Swinney concerned his son may one day have to fight in war amid global tensions

Swinney concerned his son may one day have to fight in war amid global tensions

Scotland’s First Minister has said he is concerned his teenage son Matthew may have to fight in a war as he expressed “anxiety” at the state of the world.

Since the end of the Second World War, global relations have been governed by a “rules-based international order”, John Swinney said.

But in recent years, international relationships and alliances have frayed and led to tensions across the globe.

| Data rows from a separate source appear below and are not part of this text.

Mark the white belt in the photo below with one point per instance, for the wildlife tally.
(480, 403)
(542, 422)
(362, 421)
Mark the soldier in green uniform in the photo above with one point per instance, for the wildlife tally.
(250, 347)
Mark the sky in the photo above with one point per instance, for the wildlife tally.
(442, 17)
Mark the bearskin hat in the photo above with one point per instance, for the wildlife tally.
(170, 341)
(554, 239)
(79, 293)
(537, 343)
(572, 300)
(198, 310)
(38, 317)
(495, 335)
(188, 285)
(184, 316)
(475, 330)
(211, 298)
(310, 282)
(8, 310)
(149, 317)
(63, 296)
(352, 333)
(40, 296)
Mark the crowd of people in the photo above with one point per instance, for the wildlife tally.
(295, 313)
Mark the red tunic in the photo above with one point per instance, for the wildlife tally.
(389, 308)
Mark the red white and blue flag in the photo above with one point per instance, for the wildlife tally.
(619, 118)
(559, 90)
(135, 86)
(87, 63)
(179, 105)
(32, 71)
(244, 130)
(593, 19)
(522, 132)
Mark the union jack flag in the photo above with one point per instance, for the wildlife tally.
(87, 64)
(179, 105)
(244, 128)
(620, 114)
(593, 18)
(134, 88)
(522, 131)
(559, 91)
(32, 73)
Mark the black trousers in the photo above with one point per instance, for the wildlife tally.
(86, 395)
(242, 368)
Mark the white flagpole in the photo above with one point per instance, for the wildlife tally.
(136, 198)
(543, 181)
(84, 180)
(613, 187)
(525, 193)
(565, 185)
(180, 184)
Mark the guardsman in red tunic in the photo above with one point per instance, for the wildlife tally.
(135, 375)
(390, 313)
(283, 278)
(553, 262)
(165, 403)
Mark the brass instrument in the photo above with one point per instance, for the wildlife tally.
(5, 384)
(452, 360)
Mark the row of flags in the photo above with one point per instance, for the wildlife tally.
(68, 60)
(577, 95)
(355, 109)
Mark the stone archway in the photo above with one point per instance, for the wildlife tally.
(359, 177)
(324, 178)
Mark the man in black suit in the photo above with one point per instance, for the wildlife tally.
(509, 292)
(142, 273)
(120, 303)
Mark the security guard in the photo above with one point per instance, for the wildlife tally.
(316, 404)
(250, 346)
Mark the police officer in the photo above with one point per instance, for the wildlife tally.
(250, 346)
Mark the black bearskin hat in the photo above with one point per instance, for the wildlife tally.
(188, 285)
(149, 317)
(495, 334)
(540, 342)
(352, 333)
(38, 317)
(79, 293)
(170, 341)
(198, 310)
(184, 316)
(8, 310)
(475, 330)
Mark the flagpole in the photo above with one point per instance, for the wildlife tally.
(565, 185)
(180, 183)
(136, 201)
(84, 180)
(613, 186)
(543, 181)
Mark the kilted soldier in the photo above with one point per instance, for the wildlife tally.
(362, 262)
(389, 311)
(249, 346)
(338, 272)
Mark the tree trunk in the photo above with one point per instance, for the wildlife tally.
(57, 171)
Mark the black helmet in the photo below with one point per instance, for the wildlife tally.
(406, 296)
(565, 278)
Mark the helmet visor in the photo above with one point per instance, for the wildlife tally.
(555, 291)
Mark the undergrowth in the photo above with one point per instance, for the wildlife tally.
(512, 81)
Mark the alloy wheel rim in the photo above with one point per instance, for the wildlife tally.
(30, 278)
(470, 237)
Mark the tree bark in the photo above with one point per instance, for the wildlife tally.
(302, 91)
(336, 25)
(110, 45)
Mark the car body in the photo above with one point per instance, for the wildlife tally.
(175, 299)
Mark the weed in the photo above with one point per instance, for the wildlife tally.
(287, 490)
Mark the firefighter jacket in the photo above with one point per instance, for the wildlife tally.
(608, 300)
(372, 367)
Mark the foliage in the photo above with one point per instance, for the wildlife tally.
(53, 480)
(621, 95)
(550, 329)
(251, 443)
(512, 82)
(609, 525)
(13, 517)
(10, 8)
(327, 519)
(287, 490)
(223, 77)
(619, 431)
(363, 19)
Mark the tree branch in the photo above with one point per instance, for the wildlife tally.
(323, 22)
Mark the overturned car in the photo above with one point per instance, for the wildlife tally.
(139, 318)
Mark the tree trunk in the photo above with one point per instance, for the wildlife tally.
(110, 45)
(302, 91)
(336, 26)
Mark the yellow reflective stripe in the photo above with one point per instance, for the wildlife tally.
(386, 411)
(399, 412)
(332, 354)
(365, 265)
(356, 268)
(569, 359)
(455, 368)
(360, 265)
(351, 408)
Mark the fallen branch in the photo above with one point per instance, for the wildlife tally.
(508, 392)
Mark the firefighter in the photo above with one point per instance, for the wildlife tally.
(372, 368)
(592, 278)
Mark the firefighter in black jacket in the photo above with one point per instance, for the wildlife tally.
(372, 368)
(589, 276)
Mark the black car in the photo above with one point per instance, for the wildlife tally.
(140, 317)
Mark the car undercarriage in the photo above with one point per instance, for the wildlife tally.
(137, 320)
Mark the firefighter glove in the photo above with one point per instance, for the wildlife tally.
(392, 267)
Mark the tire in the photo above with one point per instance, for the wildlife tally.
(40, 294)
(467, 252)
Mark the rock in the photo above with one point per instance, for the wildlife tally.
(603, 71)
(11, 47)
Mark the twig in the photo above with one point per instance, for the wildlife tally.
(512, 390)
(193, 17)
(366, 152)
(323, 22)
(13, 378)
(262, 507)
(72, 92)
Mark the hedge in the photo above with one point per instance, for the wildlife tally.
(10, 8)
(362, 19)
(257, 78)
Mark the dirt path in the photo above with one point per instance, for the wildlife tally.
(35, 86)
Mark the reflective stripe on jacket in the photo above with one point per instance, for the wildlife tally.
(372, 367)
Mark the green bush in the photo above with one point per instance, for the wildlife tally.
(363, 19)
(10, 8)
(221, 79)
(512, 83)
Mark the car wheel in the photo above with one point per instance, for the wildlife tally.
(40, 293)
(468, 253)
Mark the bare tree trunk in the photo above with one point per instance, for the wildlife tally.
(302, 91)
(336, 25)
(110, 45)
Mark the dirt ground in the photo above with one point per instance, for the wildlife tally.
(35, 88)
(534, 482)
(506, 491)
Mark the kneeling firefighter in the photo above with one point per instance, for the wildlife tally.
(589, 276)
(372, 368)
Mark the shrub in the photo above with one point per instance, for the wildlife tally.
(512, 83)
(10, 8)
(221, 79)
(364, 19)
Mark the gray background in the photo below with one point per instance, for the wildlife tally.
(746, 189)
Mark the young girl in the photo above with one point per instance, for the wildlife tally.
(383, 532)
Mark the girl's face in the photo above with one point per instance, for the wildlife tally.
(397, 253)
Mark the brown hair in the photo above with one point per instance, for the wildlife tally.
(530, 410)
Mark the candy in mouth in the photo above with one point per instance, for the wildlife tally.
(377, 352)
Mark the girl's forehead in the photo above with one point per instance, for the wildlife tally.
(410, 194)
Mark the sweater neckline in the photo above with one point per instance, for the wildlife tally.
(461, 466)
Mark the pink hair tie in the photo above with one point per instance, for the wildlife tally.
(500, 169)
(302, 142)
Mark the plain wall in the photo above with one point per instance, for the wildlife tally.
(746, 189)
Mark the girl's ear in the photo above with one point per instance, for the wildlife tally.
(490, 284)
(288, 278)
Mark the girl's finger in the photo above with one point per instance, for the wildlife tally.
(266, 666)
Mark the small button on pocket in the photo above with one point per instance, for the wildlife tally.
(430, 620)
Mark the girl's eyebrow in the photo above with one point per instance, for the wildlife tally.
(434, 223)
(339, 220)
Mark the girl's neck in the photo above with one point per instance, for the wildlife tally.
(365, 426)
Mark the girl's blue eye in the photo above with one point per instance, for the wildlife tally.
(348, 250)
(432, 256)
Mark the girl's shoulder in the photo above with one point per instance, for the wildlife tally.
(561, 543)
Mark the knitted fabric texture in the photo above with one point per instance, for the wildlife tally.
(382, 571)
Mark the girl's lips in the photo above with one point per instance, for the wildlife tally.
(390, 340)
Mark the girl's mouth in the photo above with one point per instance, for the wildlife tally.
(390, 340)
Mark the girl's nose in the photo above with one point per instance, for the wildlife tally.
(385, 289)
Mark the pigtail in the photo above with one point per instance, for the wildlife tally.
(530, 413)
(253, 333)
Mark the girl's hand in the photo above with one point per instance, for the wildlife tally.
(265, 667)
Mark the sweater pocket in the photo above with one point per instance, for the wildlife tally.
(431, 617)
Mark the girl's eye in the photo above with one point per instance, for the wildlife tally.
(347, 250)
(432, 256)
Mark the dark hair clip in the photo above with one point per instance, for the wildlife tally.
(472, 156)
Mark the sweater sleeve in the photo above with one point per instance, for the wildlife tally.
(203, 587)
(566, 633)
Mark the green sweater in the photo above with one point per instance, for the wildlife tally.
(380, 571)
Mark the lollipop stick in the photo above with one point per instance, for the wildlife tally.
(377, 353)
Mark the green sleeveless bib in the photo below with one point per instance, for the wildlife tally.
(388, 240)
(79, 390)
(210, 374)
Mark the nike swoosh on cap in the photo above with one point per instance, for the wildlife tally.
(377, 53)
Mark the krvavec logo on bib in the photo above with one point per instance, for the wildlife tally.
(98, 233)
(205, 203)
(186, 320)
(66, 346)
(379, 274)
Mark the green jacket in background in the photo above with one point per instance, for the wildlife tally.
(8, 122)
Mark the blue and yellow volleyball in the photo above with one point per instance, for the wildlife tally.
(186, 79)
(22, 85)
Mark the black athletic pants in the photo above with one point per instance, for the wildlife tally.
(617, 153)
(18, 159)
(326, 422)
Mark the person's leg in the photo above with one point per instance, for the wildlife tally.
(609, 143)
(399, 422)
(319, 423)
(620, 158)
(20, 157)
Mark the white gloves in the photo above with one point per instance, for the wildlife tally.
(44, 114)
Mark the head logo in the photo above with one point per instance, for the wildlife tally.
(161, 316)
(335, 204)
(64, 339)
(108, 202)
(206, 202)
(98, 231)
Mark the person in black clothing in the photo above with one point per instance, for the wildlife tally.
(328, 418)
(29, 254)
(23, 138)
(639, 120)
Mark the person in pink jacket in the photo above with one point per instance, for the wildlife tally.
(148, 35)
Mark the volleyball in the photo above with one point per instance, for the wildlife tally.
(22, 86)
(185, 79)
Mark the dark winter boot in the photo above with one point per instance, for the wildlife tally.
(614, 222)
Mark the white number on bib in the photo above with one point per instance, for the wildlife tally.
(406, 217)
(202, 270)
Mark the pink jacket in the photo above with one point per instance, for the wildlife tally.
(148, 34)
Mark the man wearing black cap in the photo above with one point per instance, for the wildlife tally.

Speaking on the BBC’s Political Thinking podcast – released on Friday – the First Minister said he had been brought up surrounded by the idea of losing loved ones to conflict, pointing to his uncle’s death in the final days of the Second World War and its impact on his mother.

“I saw in my mother the agony that she still experienced about the loss of a 21-year-old brother in the last days of the Second World War,” he said.

“All of that is really meaningful for me about the fact that we should cherish what we have experienced since the Second World War, over that period of peace and stability and order, but it does feel much weaker today.”

Asked if he is concerned about the possibility son Matthew could be drawn in to a conflict, the First Minister said: “Yes.

“The risk of conflict has never disappeared, but it has been in locations remote from where we are.

“I think what changed a lot of my thinking was the invasion of Ukraine, because literally within days of the invasion of Ukraine, we began to feel the effects in our own community.

“We felt some economic effects directly and immediately because of energy costs, for example, we then felt the impact where we had to welcome – which we did warmly and enthusiastically – people from Ukraine coming to Scotland as refugees.

“I think what that all did to me was to say this has all come a lot closer to home.

“I worry that the precious inheritance that came to our generation from the suffering of the Second World War is now in jeopardy for future generations.”